Anger is an emotion characterised by feelings of frustration,  irritation, hostility, or rage targeted towards someone or ourselves. This could be because the person feels deliberately mistreated, or if their wellbeing and social status have been threatened or not respected.

Anger can be suppressed or overtly expressed. It’s often a learned way of dealing with the world (no one is an inherently angry person) and can become a default emotion early in life.

Anger can be good if it allows people to express negative feelings or motivates them to find solutions to problems. However, frequent and heightened experiences of this emotion can have a negative impact on mental and physical health.

Anger in men, like in anyone, is a natural emotion. It can be triggered by various factors, including societal expectations, stress, relationship conflicts, and unresolved trauma. Due to traditional gender norms, men may be more prone to types of anger that discourage emotional expression, leading them to suppress feelings until they boil over. Additionally, societal pressures to appear dominant, strong and in control can exacerbate anger problems.

How it manifests

Anger in men can manifest in a few ways:

Physical manifestations: You may exhibit physical signs like clenched fists, tensed muscles, a raised voice, and an aggressive posture when angry.
Emotional suppression: You may have been conditioned to suppress your emotions, including anger, which can lead to an internalised expression of anger. This might manifest as withdrawal, silence, or passive-aggressive behaviour or physical ill health.
Risk-taking behaviour: You may channel your anger into risk-taking behaviours like substance abuse or reckless driving.
Violence: In some cases, unmanaged anger can escalate into physical violence, posing a risk to yourself and others around you.

Top tips

Learning how to identify and manage anger can lead to growth and change for the better.
Here are some tips to better manage your anger:

Practise relaxation techniques
Learn relaxation techniques like deep breathing, mindfulness, meditation, or progressive muscle relaxation to calm yourself during moments of anger.
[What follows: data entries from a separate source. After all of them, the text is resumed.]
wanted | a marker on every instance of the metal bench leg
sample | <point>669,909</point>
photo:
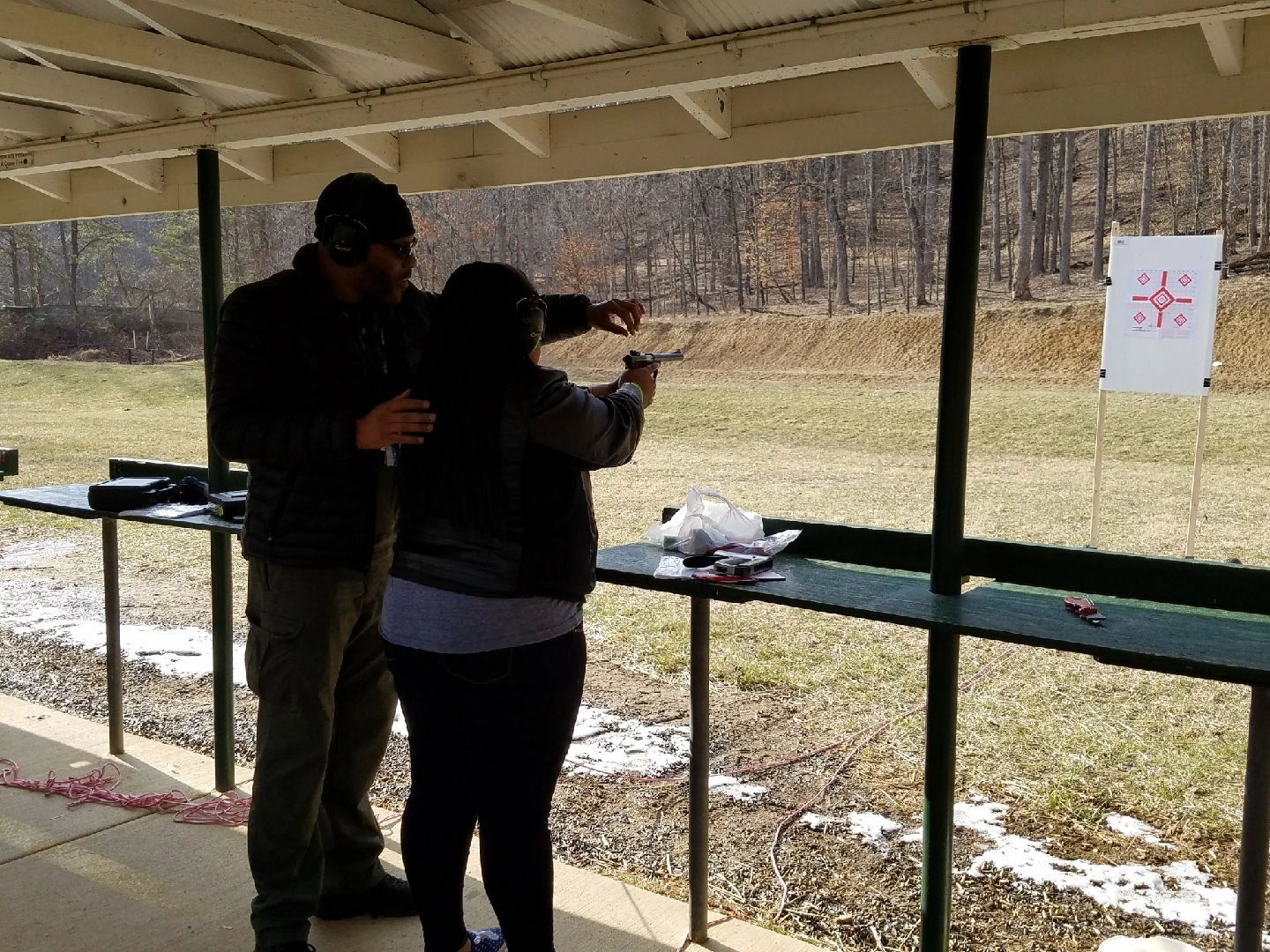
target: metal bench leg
<point>698,772</point>
<point>943,652</point>
<point>113,651</point>
<point>1250,911</point>
<point>222,660</point>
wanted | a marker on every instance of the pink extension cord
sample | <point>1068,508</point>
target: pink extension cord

Try the 4-7-8 breathing exercise – breathe in for four counts, hold for seven counts, and breathe out for eight counts. This helps to calm you down and prevents you from an impulsive reaction.
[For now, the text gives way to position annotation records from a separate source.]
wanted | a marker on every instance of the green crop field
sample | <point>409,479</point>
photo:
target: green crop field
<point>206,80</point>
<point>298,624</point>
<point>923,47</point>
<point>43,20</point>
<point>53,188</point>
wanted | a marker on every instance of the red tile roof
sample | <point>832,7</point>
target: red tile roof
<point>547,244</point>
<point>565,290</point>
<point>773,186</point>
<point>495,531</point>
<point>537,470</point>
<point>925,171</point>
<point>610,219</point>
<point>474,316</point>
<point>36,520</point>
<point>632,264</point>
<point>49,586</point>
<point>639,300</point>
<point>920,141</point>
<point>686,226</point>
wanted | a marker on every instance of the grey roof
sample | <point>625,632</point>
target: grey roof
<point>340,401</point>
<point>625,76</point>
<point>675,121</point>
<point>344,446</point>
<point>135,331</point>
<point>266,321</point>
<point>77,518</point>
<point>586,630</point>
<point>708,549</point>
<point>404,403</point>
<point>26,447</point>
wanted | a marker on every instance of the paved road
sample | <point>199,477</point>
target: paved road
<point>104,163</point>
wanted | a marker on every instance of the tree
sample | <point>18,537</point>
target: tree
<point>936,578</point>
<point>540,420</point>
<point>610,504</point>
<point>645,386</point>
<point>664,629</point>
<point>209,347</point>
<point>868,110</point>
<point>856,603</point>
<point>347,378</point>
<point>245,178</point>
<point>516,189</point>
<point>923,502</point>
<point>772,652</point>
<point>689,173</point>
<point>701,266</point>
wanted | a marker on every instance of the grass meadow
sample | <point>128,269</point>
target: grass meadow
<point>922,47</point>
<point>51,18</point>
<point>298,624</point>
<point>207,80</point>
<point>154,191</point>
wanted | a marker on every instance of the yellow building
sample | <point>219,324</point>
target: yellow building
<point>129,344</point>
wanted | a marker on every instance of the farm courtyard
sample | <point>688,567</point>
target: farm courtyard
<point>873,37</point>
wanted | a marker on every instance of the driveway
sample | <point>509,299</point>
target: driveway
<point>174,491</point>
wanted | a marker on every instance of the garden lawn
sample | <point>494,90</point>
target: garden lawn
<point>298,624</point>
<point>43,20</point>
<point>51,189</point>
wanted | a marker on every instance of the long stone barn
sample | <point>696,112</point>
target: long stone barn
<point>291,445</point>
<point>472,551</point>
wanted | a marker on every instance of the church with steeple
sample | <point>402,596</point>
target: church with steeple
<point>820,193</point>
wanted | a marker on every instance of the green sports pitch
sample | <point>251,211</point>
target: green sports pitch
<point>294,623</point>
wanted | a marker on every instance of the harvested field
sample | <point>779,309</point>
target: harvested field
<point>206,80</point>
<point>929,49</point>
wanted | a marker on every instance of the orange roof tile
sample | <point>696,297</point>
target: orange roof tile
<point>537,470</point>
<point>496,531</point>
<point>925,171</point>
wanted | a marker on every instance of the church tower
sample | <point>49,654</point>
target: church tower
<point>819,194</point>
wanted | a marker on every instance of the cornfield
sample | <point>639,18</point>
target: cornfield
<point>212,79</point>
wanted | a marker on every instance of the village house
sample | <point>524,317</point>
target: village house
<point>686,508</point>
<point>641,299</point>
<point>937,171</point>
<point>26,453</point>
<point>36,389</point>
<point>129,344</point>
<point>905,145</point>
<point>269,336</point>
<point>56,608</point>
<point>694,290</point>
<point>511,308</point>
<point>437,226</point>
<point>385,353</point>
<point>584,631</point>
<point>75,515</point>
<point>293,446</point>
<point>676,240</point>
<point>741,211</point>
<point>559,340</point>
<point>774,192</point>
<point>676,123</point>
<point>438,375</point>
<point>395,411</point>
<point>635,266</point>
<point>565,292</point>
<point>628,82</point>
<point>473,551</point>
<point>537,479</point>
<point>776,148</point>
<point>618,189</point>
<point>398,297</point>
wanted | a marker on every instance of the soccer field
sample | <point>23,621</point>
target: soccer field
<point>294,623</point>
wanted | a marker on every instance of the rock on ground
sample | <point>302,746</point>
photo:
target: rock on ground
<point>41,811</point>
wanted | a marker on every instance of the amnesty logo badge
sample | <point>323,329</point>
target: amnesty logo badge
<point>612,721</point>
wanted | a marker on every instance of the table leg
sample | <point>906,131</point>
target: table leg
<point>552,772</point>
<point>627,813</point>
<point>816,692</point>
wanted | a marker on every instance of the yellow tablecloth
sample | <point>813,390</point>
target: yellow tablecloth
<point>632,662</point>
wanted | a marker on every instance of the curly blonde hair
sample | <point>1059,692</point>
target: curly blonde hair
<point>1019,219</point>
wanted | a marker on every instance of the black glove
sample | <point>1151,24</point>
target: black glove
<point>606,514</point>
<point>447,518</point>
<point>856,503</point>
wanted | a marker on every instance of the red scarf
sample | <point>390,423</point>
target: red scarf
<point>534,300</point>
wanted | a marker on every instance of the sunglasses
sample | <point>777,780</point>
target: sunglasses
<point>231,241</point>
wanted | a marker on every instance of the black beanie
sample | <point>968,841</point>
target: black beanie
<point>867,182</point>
Separate the emotion from the behaviour
They are two different things. Learn to separate the two. You can have the emotion of anger, but you don’t have to engage in unhelpful or destructive behaviours.

Communication skills
Improving your communication skills surrounding your emotions involves both self-awareness and empathy. Reflect on your own emotions and learn to express them effectively, while also being attuned to the emotions of those you’re communicating with, fostering better understanding and connection.
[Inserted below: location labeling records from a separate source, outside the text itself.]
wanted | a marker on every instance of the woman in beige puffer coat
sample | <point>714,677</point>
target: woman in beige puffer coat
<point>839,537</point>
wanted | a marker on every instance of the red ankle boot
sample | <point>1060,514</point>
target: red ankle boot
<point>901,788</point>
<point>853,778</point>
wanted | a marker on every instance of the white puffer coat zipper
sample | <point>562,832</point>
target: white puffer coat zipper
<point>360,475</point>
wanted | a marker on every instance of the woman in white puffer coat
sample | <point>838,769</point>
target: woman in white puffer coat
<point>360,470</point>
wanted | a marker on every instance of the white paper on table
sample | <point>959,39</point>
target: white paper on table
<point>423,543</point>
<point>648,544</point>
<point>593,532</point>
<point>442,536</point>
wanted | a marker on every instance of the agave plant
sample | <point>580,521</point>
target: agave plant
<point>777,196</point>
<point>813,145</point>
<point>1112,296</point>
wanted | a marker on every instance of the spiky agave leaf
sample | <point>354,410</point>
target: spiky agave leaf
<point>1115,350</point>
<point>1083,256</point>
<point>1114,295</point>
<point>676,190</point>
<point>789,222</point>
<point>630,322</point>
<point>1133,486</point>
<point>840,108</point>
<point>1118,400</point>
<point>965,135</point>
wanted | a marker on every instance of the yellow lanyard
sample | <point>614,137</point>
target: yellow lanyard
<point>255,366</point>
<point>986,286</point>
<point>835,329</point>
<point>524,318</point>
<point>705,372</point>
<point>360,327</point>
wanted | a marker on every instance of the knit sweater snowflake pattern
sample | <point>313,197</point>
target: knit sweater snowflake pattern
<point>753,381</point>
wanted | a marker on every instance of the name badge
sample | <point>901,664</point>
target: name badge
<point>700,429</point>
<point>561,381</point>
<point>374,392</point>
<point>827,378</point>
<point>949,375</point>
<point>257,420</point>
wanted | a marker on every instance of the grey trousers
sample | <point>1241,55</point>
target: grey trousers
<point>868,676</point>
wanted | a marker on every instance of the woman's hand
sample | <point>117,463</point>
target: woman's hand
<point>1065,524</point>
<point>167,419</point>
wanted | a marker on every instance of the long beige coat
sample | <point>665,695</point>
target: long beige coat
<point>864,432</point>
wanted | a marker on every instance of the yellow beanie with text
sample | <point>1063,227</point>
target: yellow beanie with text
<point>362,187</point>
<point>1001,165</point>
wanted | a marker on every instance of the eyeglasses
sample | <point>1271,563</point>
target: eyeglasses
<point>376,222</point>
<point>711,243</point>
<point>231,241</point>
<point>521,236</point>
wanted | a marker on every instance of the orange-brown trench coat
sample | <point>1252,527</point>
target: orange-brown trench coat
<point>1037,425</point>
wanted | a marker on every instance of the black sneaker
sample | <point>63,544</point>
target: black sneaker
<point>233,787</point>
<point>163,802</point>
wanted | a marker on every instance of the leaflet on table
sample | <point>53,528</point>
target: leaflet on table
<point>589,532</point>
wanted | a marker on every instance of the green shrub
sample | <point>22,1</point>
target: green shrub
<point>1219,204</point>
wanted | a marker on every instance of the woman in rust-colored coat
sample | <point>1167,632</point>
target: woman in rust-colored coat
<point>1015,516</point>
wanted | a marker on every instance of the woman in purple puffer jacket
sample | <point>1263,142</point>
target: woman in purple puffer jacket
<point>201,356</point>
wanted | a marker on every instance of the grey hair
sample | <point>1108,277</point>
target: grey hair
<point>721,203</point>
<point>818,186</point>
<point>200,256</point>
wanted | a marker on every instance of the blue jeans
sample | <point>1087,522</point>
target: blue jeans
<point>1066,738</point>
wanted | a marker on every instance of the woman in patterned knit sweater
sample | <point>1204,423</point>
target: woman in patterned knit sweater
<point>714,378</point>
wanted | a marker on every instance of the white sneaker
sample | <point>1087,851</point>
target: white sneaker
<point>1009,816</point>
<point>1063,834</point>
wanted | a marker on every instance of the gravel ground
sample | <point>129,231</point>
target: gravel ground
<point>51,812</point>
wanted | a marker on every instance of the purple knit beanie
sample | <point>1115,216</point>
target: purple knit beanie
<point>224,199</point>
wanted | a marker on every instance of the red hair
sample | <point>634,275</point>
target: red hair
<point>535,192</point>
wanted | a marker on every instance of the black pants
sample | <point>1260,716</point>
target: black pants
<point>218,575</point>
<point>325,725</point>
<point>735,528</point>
“I had been suffering from unexplained anger outbursts throughout my adult life. Therapy helped me get to the root of this and taught me how to manage my emotional responses to my triggers.”

Mark, 51

When to see a therapist  

It’s important for you to seek help when anger becomes chronic, uncontrollable, or starts affecting relationships, work or physical health. When your feelings are becoming overwhelming and they are affecting your life in a negative way and impacting the lives of people around you, it’s time to ask for qualified help.